Kal Raustiala writes and teaches in the areas of international law and international relations. He holds a joint appointment between the UCLA Law School and the UCLA International Institute, where he teaches in the Program on Global Studies. He is also director of the UCLA Ronald W. Burkle Center for International Relations (click here to read about this appointment). The Burkle Center is UCLA's primary academic unit that fosters interdisciplinary research and policy-oriented teaching on the role of the United States in global cooperation and conflict, and military, political, social and economic affairs.
Professor Raustiala's research focuses on international cooperation and conflict in areas such as environment, trade, armed conflict, dispute resolution, and intellectual property. Recent publications include "The Global Struggle Over Geographic Indications," European Journal of International Law (2007), "The Piracy Paradox: Innovation and Intellectual Property in Fashion Design" (with Chris Sprigman), Virginia Law Review (2006) and "Form and Substance in International Agreements", American Journal of International Law (2005), which won the 2005 Francis Deak Prize from the American Society of International Law. His current book about the extraterritorial reach of American law, Does the Constitution Follow the Flag?, will be published by Oxford University Press in May 2009.
Professor Raustiala has been a visiting professor at Harvard Law School, Columbia Law School, Princeton University, and the University of Chicago Law School. Prior to coming to UCLA he was a research fellow in the Foreign Policy Studies Program at The Brookings Institution, a Peccei Scholar at the International Institute for Applied Systems, and an assistant professor of politics at Brandeis University. A member of the Council on Foreign Relations and editorial board of International Organization, he is a frequent media contributor whose writing has been featured in the New York Times, the Wall Street Journal, the Financial Times, the New Republic, the New Yorker, the International Herald Tribune and Le Monde.
Question: How effective is the ICJ?
Kal Raustiala: We’ve had a mixed record with it so- but the ICJ- the problem with the ICJ is it’s effective at certain things. What it tends to do, kind of the bread and butter, would be a territorial dispute about where the border is and a river between two countries, and what you kind of need in that situation is just a neutral arbiter. You need someone to come in and for domestic political reasons maybe you don’t want to give up this little island that somebody else is claiming, and the ICJ is very good at sort of just drawing a line and making a decision that seems neutral and acceptable to both sides. The problem with the ICJ is when it wades in to more controversial issues so recently it had a decision about the wall in Israel, it had a decision about nuclear weapons a few years ago, and it tends to have a hard time with those decisions. And so for that reason it’s not as effective. It lacks some of the enforcement powers that we might want. You might compare the World Trade Organization’s court, the appellate body, so that court is considered to be more effective in part because it has at its disposal enforcement measures and it’s got a pretty good compliance record. So when it hands down a ruling and it says to even the United States, “You’re violating a law,” usually those countries comply. So not all international courts are the same and I’d say the ICJ is good at certain things, not everything.

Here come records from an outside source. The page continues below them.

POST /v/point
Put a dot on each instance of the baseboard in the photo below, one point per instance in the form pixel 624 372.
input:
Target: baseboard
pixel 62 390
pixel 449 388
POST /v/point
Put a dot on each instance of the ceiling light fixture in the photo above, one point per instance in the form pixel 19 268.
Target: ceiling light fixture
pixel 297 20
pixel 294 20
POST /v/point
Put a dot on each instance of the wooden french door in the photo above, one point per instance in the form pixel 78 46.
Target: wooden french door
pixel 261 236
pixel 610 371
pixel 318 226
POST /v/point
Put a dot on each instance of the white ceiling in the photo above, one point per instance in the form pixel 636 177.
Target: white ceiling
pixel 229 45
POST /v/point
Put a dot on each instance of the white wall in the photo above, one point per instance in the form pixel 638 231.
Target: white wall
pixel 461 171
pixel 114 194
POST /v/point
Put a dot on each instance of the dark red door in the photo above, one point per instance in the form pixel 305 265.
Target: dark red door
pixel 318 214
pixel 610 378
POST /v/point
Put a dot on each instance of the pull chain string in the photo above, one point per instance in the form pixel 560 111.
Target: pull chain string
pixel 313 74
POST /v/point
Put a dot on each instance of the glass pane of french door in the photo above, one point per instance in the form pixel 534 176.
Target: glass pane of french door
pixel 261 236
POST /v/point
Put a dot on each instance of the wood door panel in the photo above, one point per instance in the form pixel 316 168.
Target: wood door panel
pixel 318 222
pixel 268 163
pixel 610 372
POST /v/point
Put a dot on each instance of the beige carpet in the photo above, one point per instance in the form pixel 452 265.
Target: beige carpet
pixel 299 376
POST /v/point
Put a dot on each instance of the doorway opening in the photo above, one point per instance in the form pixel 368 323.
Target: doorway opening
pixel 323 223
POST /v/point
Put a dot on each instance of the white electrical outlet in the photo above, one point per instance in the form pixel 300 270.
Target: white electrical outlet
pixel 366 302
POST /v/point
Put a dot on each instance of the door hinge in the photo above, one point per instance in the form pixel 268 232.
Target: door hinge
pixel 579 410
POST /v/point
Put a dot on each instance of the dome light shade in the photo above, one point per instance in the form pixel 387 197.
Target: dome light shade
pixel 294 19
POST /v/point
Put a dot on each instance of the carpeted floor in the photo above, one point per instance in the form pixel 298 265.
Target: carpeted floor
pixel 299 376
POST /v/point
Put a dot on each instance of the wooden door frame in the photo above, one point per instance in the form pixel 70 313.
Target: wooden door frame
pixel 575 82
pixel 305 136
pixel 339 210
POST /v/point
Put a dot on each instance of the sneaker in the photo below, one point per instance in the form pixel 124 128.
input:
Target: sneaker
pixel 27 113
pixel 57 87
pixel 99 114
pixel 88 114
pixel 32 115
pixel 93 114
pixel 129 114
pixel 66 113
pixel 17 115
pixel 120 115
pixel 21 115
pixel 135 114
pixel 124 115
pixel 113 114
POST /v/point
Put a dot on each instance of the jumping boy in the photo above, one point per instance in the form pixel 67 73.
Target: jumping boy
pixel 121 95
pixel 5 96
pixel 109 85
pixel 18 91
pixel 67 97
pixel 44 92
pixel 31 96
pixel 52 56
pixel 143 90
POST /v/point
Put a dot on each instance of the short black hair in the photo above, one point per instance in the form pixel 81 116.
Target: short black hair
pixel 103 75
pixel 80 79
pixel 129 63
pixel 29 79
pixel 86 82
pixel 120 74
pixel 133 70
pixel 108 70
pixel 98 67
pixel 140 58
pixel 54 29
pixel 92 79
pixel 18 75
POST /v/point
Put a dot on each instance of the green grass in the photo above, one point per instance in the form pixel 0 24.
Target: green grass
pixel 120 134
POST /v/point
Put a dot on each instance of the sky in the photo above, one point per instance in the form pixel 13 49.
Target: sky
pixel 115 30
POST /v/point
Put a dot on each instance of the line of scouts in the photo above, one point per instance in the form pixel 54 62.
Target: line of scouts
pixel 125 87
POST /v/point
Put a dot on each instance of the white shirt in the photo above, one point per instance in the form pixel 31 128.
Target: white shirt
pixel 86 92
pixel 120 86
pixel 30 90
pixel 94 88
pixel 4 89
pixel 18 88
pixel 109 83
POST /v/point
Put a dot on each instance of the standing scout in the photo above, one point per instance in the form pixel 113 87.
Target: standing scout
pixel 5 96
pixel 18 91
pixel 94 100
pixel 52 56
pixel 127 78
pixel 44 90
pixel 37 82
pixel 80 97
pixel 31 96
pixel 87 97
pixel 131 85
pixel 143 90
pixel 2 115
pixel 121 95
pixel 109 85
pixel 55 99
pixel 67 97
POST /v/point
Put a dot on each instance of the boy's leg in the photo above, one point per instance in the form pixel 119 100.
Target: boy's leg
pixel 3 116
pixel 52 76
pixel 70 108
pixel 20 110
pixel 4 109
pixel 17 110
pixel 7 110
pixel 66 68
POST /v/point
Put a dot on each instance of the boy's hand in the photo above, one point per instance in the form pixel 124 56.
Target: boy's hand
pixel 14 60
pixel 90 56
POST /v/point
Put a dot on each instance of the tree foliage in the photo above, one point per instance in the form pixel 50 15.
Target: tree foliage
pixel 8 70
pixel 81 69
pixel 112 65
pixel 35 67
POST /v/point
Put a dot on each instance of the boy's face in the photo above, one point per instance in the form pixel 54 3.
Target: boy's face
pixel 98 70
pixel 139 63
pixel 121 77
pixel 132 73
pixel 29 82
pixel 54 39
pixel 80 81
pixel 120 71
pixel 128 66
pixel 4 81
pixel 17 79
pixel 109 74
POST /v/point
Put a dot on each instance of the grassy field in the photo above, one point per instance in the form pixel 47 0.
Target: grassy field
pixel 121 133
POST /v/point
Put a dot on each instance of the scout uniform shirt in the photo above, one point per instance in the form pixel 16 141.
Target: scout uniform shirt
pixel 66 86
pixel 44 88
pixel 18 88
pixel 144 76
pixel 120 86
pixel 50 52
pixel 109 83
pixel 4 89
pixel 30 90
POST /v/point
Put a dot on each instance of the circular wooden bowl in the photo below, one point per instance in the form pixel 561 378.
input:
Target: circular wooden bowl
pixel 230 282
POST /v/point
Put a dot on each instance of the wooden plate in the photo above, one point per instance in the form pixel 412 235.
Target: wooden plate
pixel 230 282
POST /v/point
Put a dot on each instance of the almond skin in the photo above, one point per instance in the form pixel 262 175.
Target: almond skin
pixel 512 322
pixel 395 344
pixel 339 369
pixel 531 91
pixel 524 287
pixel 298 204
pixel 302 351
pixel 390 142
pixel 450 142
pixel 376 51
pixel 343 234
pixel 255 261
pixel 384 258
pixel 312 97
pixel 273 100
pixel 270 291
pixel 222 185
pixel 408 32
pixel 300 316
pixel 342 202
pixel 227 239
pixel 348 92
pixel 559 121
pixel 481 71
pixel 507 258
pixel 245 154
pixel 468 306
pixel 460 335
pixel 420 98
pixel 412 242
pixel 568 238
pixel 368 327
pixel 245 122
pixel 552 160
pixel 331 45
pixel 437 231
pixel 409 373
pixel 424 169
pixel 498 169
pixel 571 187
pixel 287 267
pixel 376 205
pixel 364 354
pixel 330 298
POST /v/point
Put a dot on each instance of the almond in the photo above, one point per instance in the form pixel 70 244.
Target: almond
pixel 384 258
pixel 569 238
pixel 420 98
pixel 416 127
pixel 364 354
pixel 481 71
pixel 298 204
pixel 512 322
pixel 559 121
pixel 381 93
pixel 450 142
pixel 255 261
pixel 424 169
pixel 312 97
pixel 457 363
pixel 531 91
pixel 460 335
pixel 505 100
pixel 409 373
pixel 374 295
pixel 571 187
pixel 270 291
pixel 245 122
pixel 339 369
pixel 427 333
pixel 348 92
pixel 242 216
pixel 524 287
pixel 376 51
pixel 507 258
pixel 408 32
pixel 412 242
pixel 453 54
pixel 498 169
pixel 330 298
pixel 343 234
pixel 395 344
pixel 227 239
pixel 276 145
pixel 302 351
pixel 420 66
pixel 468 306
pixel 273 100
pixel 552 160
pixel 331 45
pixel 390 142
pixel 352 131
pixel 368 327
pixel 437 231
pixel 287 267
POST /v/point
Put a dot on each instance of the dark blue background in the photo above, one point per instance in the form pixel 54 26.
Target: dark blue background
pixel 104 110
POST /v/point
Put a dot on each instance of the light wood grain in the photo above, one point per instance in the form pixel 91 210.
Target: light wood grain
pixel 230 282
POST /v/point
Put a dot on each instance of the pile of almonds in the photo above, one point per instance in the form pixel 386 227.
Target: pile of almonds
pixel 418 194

Question: What’s your advice regarding the Rome Statute?
Kal Raustiala: It’s a difficult question because the U.S. does have a unique role in the world and we are far and away the most powerful military power and we are very much viewed as the country that’s going to- when there is something happening, a genocide unfolding, we have the capacity to act. We don’t always act but we have the capacity to act and people do look to us to play that role so we do have some unique concerns that other countries don’t necessarily have. That said, the ICC is widely accepted around the world and I think it would go a long way-- I think many of the concerns against the ICC, the idea that there’s going to be a rogue prosecutor who will go after American service- or that we need-- Congress passed this law, the Hague Invasion Act, so if any American ends up in the brig of the ICC we’re authorized to go in and invade the Netherlands and get them out. I think those kind of fantasies are really unfounded and so far the ICC has been very cautious. And I think it’s again a mostly symbolic issue for us to join because I don’t see-- The ICC’s principle is that if a country tries in good faith its own soldiers the ICC won’t step in and we have a well-functioning military justice system. So I don’t imagine the ICC ruling over Americans but I think symbolically it’d be hugely important and particularly after the Bush administration’s last seven plus years of being seen as a rejectionist of every international initiative, pulling out of the ABM Treaty, unsigning the International Criminal Court Rome Statute, denigrating the Kyoto Protocol. We’ve lost so much good will, and remember after World War II we were really the architects of this international system. We’ve lost so much of that that I think these symbolic steps like signing the Rome Statute would go a long way towards restoring our- I think our traditional image in the world, which is tarnished at this point.